Diana, somministrate benzodiazepine

Le analisi tossicologiche sul corpo della bambina hanno accertato la somministrazione di benzodiazepine, non nel sangue ma nei capelli: gocce forse provenienti dal flacone di En trovato dalla polizia in bagno, sostanza che sarebbe stata trovata anche nel biberon presente nella culla. La madre ha sempre sostenuto di avere dato a Diana tachipirina e negato di averle dato altre sostanze.

La relazione finale chiarirà dosaggio e tempi dell'assunzione di tranquillanti. Per i giudici, Alessia Pifferi è sempre stata lucida e consapevole: “Non ha mai avuto, nella sua vita, nessuna storia di disagio psichico né tanto meno di psico-patologia”: con queste parole, il gip di Milano Fabrizio Filice ha respinto anche la seconda istanza presentata dalla difesa di Alessia Pifferi, con la quale i legali chiedevano di poter fare entrare in carcere uno dei docenti da loro scelti, il professor Pietro Pietrini, ordinario di Biochimica Clinica e Biologia Molecolare Clinica all'università di Pisa, incaricato di redigere una consulenza neuroscientifica e psichiatrica su Pifferi.
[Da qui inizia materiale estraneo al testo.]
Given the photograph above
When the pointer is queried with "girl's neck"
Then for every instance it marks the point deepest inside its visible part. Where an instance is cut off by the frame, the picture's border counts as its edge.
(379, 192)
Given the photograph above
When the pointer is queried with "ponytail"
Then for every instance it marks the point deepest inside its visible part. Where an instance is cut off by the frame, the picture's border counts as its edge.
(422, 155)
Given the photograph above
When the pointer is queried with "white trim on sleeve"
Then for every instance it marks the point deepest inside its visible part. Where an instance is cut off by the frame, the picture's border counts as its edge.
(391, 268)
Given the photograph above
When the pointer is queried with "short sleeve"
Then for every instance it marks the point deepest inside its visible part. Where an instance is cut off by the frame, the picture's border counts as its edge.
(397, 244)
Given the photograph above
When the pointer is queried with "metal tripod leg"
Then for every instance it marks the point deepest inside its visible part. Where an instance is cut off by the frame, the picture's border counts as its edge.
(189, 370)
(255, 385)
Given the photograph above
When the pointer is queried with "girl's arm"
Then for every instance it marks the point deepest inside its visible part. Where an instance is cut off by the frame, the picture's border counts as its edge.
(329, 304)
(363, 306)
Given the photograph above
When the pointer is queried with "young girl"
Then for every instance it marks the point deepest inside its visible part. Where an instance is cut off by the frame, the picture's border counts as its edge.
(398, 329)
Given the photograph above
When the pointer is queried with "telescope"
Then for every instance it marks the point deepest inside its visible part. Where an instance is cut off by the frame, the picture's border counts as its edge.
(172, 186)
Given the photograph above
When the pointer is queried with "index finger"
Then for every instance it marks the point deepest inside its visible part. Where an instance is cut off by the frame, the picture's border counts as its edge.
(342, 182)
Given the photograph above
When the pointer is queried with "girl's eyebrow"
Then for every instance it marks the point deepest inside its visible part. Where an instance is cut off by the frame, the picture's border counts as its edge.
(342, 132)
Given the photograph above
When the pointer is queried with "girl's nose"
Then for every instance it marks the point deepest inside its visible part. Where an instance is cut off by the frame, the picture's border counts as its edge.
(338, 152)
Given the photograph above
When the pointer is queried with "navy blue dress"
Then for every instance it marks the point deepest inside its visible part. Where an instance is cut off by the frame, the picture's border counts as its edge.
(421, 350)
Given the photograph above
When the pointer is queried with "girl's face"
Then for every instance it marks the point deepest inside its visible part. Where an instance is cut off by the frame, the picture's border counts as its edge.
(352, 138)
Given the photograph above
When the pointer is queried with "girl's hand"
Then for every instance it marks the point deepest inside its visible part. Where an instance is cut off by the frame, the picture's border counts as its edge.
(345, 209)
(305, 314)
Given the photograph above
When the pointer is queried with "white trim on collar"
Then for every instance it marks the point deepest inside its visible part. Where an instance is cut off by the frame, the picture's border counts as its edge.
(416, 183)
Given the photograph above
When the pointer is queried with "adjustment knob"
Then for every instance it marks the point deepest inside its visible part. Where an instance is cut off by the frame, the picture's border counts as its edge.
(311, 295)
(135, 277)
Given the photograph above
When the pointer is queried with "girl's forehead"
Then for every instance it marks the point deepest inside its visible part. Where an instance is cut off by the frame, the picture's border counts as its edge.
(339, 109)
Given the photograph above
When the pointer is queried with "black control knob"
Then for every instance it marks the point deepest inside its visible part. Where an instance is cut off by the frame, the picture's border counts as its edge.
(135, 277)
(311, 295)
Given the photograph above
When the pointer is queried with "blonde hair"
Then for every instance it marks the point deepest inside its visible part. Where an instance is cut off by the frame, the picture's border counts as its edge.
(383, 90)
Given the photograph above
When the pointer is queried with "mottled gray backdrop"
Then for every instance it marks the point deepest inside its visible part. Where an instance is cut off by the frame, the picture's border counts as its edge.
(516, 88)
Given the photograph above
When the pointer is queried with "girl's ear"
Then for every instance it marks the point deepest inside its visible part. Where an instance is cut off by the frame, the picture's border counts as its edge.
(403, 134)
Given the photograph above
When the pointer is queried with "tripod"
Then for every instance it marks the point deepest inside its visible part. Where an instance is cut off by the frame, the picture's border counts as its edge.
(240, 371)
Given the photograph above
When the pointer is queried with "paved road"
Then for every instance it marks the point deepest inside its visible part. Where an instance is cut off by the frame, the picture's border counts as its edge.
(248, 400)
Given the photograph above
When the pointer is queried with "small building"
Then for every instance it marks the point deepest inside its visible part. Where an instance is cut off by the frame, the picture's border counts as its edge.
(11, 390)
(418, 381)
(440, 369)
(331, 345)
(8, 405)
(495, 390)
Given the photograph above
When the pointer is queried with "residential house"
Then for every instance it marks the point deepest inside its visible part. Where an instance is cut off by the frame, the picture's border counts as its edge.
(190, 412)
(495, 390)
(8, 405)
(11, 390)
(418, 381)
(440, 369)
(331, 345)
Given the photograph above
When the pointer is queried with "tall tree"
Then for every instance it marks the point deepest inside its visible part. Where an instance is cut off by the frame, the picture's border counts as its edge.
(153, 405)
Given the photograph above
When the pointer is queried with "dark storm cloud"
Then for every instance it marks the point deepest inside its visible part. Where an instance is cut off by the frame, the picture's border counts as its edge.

Alla seconda istanza, discussa in udienza il 28 settembre, si sono opposti anche i pm Francesco De Tommasi e Rosaria Stagnaro, titolari dell’inchiesta.

"Troppo facile chiudere la partita bollando Alessia come un mostro, bruciandola sul rogo mediatico. La giustizia nega il diritto di difendersi. Come se le neuroscienze fossero qualcosa che può entrare nel processo solo per valutare l'infermità mentale, quando invece studiano i percorsi cognitivi e l'intenzionalità di tutte le attività umane", la risposta di Luca D'Auria e Solange Marchignoli, legali della donna.